Ora a escola não é, não pode ser mero instrumento ao serviço de grupos de
interesses divergentes e contraditórios. A escola é o espaço científico-cultural ao serviço
do desenvolvimento integral da pessoa, de cada pessoa em concreto. A escola tem de ser
o local onde se transmite, adquire, aplica e constrói conhecimento. A escola, segundo
Coménio, é oficina de humanidade, o que implica que seja o espaço onde se aprende a
aprender, a conhecer, a fazer, a conviver e a ser. A escola, para cumprir a sua missão de
promover o desenvolvimento integral de cada pessoa, não pode ser a escola abstrata,
massificada e facilitista voltada para a concepção do "homem social", nem a escola
mercantilista apostada na formatação do "homem econômico". A escola, para cumprir
com rigor e eficácia o que se lhe exige, tem de ser uma escola personalista, apta a
contribuir com o conhecimento nela transmitido, adquirido, aplicado e construído para
a formação do "homem cultural".
Conceito de cidadania
A fim de se compreender em profundidade o papel da escola na formação dos
jovens para a cidadania, impõe-se um claro entendimento sobre a evolução do conceito
de cidadania e sobre os desafios que esta implica.
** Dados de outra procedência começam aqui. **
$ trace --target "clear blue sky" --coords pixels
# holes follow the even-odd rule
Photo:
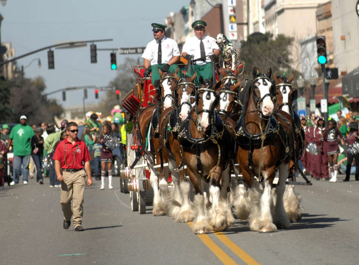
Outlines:
[[[98,49],[144,47],[153,39],[151,23],[163,23],[170,12],[178,11],[190,1],[8,0],[5,6],[0,5],[0,13],[4,17],[1,41],[11,43],[16,56],[57,42],[112,38],[112,42],[96,43]],[[53,50],[55,69],[48,69],[46,50],[17,62],[18,66],[25,66],[33,59],[40,58],[41,68],[35,61],[24,71],[27,77],[43,77],[46,93],[68,86],[106,86],[116,76],[116,71],[110,67],[109,51],[98,51],[97,63],[92,64],[89,45]],[[117,53],[118,65],[126,56]],[[140,55],[134,56],[139,56]],[[89,91],[88,94],[87,102],[94,102],[94,92]],[[49,97],[58,99],[66,107],[82,105],[82,95],[79,92],[67,93],[65,102],[61,93]]]

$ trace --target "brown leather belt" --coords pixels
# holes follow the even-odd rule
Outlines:
[[[78,171],[82,170],[83,169],[83,167],[82,169],[61,169],[62,171],[65,171],[66,172],[70,172],[70,173],[75,173],[75,172],[77,172]]]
O conceito de cidadania não é estático. Pelo contrário, tem-se revelado dinâmico
e evolutivo. Dir-se-ia que desde o despontar do liberalismo que tem vindo a ser objecto
de enriquecimento progressivo. Todavia, nos vários estádios dessa evolução, a cidadania
é interpretada e assumida como conjunto de direitos e deveres tanto quanto possível
equilibrado e adequado à realidade sociocultural a que se aplica.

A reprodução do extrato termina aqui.